I Le cadre juridique
A La réglementation communautaire
3. L'article 1er, paragraphes 1 et 3, de la directive 89/665 dispose:
«1. Les États membres prennent, en ce qui concerne les procédures de passation des marchés publics relevant du champ d'application des directives 71/305/CEE, 77/62/CEE et 92/50/CEE [...], les mesures nécessaires pour garantir que les décisions prises par les pouvoirs adjudicateurs peuvent faire l'objet de recours efficaces et, en particulier, aussi rapides que possible, dans les conditions énoncées aux articles suivants, et notamment à l'article 2 paragraphe 7, au motif que ces décisions ont violé
le droit communautaire en matière de marchés publics ou les règles nationales transposant ce droit.
[...]
3. Les États membres assurent que les procédures de recours sont accessibles, selon des modalités que les États membres peuvent déterminer, au moins à toute personne ayant ou ayant eu un intérêt à obtenir un marché public de fournitures ou de travaux déterminé et ayant été ou risquant d'être lésée par une violation alléguée. En particulier, ils peuvent exiger que la personne qui souhaite utiliser une telle procédure ait préalablement informé le pouvoir adjudicateur de la violation alléguée et de son
intention d'introduire un recours.»
4. Aux termes de l'article 2, paragraphes 1, 4 et 6, de la directive 89/665:
«1. Les États membres veillent à ce que les mesures prises aux fins des recours visés à l'article 1er prévoient les pouvoirs permettant:
a) de prendre, dans les délais les plus brefs et par voie de référé, des mesures provisoires ayant pour but de corriger la violation alléguée ou d'empêcher d'autres dommages d'être causés aux intérêts concernés, y compris des mesures destinées à suspendre ou à faire suspendre la procédure de passation de marché public en cause ou de l'exécution de toute décision prise par les pouvoirs adjudicateurs;
b) d'annuler ou de faire annuler les décisions illégales, y compris de supprimer les spécifications techniques, économiques ou financières discriminatoires figurant dans les documents de l'appel à la concurrence, dans les cahiers des charges ou dans tout autre document se rapportant à la procédure de passation du marché en cause;
c) d'accorder des dommages-intérêts aux personnes lésées par une violation.
[...]
4. Les États membres peuvent prévoir que, lorsque l'instance responsable examine s'il y a lieu de prendre des mesures provisoires, celle-ci peut tenir compte des conséquences probables de ces mesures pour tous les intérêts susceptibles d'être lésés, ainsi que l'intérêt public, et décider de ne pas accorder ces mesures lorsque des conséquences négatives pourraient dépasser leurs avantages. Une décision de ne pas accorder des mesures provisoires ne porte pas préjudice aux autres droits revendiqués par
la personne requérant ces mesures.
[...]
6. Les effets de l'exercice des pouvoirs visés au paragraphe 1 sur le contrat qui suit l'attribution d'un marché sont déterminés par le droit national.
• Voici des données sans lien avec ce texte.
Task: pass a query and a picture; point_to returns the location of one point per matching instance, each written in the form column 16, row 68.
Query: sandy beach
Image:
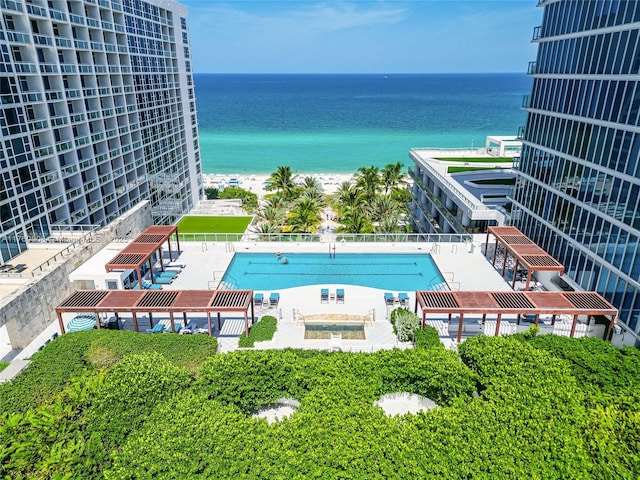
column 256, row 183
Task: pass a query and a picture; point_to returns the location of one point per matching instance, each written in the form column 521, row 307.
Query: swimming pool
column 395, row 272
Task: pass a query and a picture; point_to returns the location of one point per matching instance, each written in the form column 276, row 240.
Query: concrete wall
column 31, row 309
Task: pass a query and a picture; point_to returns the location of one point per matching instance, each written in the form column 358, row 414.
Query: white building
column 462, row 190
column 97, row 112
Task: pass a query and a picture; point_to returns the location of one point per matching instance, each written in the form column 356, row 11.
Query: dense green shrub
column 75, row 354
column 427, row 338
column 599, row 367
column 405, row 323
column 262, row 331
column 250, row 379
column 145, row 417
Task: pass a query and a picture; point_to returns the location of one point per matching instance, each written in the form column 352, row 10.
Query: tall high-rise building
column 97, row 113
column 578, row 193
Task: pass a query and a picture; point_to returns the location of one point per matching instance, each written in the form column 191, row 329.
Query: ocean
column 339, row 123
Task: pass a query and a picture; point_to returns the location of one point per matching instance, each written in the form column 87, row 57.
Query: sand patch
column 403, row 403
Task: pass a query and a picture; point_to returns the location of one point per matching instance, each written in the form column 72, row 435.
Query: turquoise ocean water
column 338, row 123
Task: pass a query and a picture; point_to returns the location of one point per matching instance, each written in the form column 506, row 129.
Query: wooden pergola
column 525, row 252
column 142, row 249
column 573, row 304
column 158, row 301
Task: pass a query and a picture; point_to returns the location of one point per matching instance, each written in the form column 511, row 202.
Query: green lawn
column 204, row 224
column 476, row 160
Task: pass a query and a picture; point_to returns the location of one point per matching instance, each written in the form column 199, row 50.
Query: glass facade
column 578, row 191
column 97, row 113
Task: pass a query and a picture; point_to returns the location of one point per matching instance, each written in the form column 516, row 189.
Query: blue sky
column 429, row 36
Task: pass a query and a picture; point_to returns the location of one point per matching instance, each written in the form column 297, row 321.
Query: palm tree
column 392, row 177
column 266, row 229
column 305, row 216
column 311, row 182
column 354, row 221
column 368, row 180
column 390, row 225
column 349, row 197
column 384, row 207
column 283, row 180
column 271, row 216
column 276, row 200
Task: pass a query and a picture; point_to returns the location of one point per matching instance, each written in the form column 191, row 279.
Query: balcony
column 69, row 170
column 58, row 15
column 43, row 152
column 42, row 40
column 64, row 146
column 76, row 19
column 38, row 125
column 48, row 68
column 24, row 67
column 11, row 5
column 17, row 37
column 60, row 120
column 35, row 10
column 55, row 95
column 77, row 118
column 67, row 68
column 55, row 201
column 32, row 97
column 49, row 177
column 64, row 43
column 537, row 33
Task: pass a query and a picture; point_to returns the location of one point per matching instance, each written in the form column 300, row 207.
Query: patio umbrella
column 81, row 322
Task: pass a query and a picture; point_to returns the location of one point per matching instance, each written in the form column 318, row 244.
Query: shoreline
column 256, row 182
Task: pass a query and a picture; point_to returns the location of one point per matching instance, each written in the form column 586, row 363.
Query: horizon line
column 358, row 73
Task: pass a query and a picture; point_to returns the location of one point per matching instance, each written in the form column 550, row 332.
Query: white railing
column 464, row 198
column 339, row 238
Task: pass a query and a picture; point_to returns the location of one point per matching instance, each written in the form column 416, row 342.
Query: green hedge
column 427, row 338
column 512, row 408
column 262, row 331
column 75, row 354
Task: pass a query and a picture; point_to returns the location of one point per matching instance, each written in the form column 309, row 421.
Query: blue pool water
column 395, row 272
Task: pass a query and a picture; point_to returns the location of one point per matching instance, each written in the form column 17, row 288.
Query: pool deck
column 463, row 266
column 464, row 270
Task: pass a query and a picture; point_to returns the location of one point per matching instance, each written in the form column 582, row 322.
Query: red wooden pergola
column 519, row 303
column 525, row 252
column 158, row 301
column 142, row 248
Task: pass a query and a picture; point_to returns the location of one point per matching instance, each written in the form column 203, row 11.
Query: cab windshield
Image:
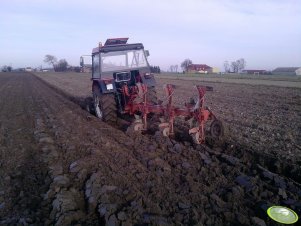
column 122, row 60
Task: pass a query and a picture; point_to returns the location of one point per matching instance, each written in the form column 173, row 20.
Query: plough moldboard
column 138, row 105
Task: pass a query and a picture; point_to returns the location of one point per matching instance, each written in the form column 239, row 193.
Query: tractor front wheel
column 105, row 106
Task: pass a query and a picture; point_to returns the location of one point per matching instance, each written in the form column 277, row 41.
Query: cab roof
column 116, row 44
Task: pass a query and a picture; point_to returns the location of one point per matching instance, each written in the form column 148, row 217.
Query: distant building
column 215, row 70
column 287, row 71
column 199, row 68
column 254, row 72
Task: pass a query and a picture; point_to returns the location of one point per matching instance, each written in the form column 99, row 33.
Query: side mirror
column 146, row 53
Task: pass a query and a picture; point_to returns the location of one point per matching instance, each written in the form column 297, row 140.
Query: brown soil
column 62, row 166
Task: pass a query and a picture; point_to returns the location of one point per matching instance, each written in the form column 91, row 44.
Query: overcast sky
column 267, row 33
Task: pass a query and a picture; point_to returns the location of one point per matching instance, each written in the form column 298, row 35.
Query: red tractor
column 123, row 85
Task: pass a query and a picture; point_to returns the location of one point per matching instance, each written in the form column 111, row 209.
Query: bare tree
column 236, row 66
column 49, row 59
column 61, row 65
column 185, row 64
column 226, row 66
column 241, row 64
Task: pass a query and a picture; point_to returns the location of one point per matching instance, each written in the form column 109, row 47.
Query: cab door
column 95, row 66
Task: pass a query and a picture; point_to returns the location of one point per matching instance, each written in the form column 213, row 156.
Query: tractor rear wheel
column 152, row 95
column 105, row 106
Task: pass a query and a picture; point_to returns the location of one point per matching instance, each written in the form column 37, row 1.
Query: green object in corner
column 282, row 214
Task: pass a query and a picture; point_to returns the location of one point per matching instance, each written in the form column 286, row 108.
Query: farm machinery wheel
column 105, row 106
column 152, row 95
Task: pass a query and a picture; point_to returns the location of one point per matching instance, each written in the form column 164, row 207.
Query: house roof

En outre, sauf si une décision doit être annulée préalablement à l'octroi de dommages-intérêts, un État membre peut prévoir que, après la conclusion du contrat qui suit l'attribution d'un marché, les pouvoirs de l'instance responsable des procédures de recours se limitent à l'octroi des dommages-intérêts à toute personne lésée par une violation.
[...]»
B La réglementation nationale
5. La directive 89/665 a été transposée en droit autrichien par le Bundesgesetz über die Vergabe von Aufträgen (Bundesvergabegesetz 1997) (loi fédérale de 1997 sur l'attribution des marchés publics, BGBl. I, 1997/56, ci-après le «BVergG»).
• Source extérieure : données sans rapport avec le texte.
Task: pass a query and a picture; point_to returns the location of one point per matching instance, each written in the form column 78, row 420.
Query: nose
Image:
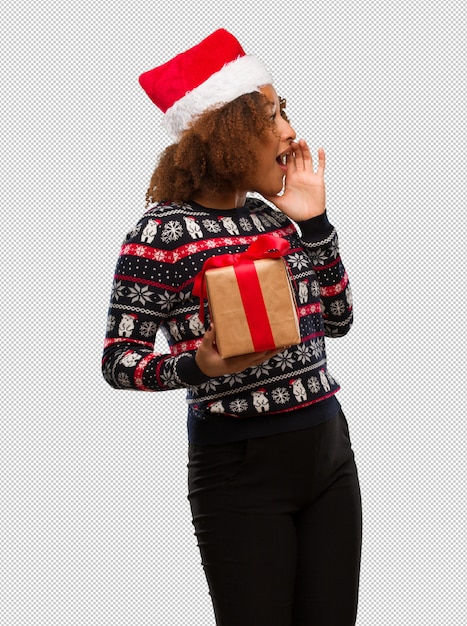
column 287, row 133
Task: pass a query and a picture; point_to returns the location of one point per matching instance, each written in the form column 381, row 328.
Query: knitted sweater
column 152, row 291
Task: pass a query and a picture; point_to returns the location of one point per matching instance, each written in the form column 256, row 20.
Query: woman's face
column 275, row 145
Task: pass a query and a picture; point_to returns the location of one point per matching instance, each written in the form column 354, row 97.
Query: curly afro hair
column 217, row 153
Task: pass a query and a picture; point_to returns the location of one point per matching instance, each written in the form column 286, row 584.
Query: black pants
column 278, row 522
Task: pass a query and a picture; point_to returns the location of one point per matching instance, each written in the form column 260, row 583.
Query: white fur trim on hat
column 244, row 75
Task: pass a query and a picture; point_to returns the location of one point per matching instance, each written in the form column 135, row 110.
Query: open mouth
column 282, row 161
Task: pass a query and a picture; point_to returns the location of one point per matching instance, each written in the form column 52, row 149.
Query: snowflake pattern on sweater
column 151, row 292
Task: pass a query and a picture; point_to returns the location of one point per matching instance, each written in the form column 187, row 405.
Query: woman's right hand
column 212, row 364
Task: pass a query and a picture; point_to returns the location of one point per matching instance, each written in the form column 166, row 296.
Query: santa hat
column 209, row 75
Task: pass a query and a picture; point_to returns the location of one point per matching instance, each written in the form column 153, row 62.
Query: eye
column 282, row 105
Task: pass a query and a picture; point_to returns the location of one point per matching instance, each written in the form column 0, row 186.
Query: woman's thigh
column 248, row 554
column 329, row 533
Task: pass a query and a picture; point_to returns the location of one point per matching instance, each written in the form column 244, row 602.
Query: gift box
column 250, row 298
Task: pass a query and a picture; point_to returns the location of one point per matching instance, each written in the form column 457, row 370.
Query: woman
column 273, row 485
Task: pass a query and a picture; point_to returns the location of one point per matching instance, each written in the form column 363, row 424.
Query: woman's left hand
column 304, row 194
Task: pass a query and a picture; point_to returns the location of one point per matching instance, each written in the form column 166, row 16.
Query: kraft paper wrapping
column 233, row 334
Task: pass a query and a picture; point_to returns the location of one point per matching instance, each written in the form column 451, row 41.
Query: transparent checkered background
column 94, row 522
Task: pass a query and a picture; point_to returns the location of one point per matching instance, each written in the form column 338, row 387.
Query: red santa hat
column 209, row 75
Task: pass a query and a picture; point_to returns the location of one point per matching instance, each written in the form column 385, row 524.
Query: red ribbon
column 265, row 247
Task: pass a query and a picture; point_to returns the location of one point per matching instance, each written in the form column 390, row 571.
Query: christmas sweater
column 152, row 292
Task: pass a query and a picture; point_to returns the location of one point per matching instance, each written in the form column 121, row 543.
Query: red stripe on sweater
column 110, row 341
column 172, row 256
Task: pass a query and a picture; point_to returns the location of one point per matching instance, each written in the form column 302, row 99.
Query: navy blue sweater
column 152, row 291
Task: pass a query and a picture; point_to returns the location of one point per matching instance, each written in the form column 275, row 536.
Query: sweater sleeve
column 141, row 305
column 321, row 244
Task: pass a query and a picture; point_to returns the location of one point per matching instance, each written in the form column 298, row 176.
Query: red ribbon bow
column 265, row 247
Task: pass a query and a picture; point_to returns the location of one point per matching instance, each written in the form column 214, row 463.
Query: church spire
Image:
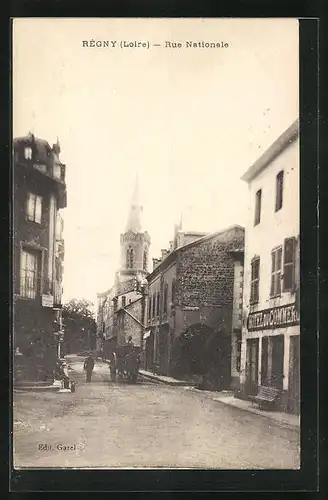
column 134, row 219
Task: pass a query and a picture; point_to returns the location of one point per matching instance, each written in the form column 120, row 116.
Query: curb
column 278, row 423
column 166, row 382
column 45, row 388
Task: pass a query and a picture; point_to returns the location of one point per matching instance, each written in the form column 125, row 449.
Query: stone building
column 121, row 309
column 271, row 331
column 38, row 252
column 194, row 307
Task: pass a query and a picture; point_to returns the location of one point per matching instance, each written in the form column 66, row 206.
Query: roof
column 172, row 254
column 273, row 151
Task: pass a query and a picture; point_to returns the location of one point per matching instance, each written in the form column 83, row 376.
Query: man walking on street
column 88, row 366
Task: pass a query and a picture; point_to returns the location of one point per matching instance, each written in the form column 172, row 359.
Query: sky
column 189, row 121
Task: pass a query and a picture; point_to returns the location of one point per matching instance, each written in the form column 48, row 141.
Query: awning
column 147, row 334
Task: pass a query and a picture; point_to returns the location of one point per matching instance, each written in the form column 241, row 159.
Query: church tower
column 135, row 242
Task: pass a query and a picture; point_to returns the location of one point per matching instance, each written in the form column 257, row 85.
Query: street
column 105, row 425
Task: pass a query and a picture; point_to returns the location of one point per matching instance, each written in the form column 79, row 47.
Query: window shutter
column 289, row 264
column 278, row 271
column 273, row 269
column 38, row 209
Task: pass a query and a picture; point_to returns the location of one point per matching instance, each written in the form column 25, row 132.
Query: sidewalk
column 164, row 379
column 281, row 419
column 30, row 386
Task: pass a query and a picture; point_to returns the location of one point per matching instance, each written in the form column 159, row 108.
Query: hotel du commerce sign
column 276, row 317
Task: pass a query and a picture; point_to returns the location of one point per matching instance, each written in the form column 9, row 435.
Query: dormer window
column 28, row 153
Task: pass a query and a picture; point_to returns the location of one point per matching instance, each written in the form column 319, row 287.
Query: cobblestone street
column 142, row 425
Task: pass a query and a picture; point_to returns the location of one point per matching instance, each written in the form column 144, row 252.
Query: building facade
column 271, row 332
column 38, row 252
column 194, row 308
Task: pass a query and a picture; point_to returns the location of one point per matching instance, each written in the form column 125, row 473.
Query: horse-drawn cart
column 127, row 362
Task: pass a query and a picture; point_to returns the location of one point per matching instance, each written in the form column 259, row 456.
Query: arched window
column 129, row 258
column 145, row 260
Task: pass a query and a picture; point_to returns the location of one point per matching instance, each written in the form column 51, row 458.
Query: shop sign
column 276, row 317
column 47, row 300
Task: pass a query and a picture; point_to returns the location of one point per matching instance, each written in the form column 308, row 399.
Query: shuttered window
column 34, row 208
column 276, row 259
column 289, row 264
column 255, row 280
column 157, row 311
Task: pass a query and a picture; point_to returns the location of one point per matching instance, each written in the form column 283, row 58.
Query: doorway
column 264, row 361
column 277, row 371
column 293, row 405
column 252, row 364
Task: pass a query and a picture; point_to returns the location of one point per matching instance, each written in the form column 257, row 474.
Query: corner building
column 38, row 253
column 270, row 352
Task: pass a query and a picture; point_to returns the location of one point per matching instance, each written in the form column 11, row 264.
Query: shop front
column 272, row 354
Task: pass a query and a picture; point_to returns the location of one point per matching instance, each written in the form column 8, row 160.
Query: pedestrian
column 88, row 366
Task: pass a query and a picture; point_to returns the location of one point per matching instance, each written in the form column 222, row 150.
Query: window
column 289, row 264
column 157, row 309
column 276, row 256
column 165, row 298
column 129, row 258
column 145, row 260
column 279, row 190
column 29, row 274
column 255, row 280
column 34, row 208
column 57, row 171
column 28, row 153
column 258, row 199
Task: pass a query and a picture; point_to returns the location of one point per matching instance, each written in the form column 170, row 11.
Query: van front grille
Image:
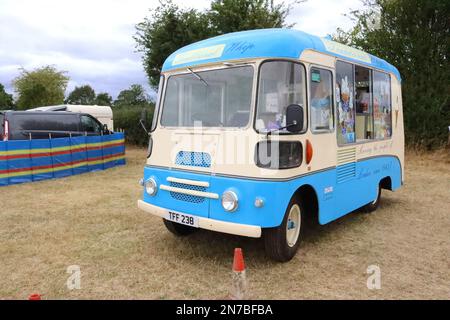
column 187, row 197
column 193, row 159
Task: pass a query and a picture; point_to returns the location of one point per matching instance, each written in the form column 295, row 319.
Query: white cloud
column 93, row 39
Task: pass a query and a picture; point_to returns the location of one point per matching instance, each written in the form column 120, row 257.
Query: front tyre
column 177, row 229
column 281, row 243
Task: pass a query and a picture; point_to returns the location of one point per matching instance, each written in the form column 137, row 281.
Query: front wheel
column 177, row 229
column 281, row 243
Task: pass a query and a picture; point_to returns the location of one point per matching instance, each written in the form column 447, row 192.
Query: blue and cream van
column 254, row 132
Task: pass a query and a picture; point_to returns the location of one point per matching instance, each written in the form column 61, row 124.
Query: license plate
column 183, row 218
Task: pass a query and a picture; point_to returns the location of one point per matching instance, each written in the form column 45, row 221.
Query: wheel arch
column 308, row 195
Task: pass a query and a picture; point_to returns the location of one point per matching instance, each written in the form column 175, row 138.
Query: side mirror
column 294, row 118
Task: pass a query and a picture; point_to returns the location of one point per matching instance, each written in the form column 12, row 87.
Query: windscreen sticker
column 199, row 54
column 346, row 51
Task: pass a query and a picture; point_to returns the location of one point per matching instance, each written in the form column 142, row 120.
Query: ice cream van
column 256, row 132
6. L'article 113 du BVergG prévoit:
«1. Le Bundesvergabeamt est compétent pour examiner les procédures de recours dont il est saisi, conformément aux dispositions du chapitre ci-après.
2. En vue de mettre fin aux violations de la présente loi fédérale et de ses règlements d'application, le Bundesvergabeamt est compétent, jusqu'à l'attribution du marché, pour 1) prescrire des mesures provisoires et 2) annuler des décisions illégales de l'entité adjudicatrice du pouvoir adjudicateur.
3. Après l'attribution du marché ou après la clôture de la procédure d'adjudication, le Bundesvergabeamt est compétent pour constater si, du fait d'une infraction à la présente loi fédérale ou à ses règlements d'application, le marché n'a pas été attribué au mieux-disant. [...]»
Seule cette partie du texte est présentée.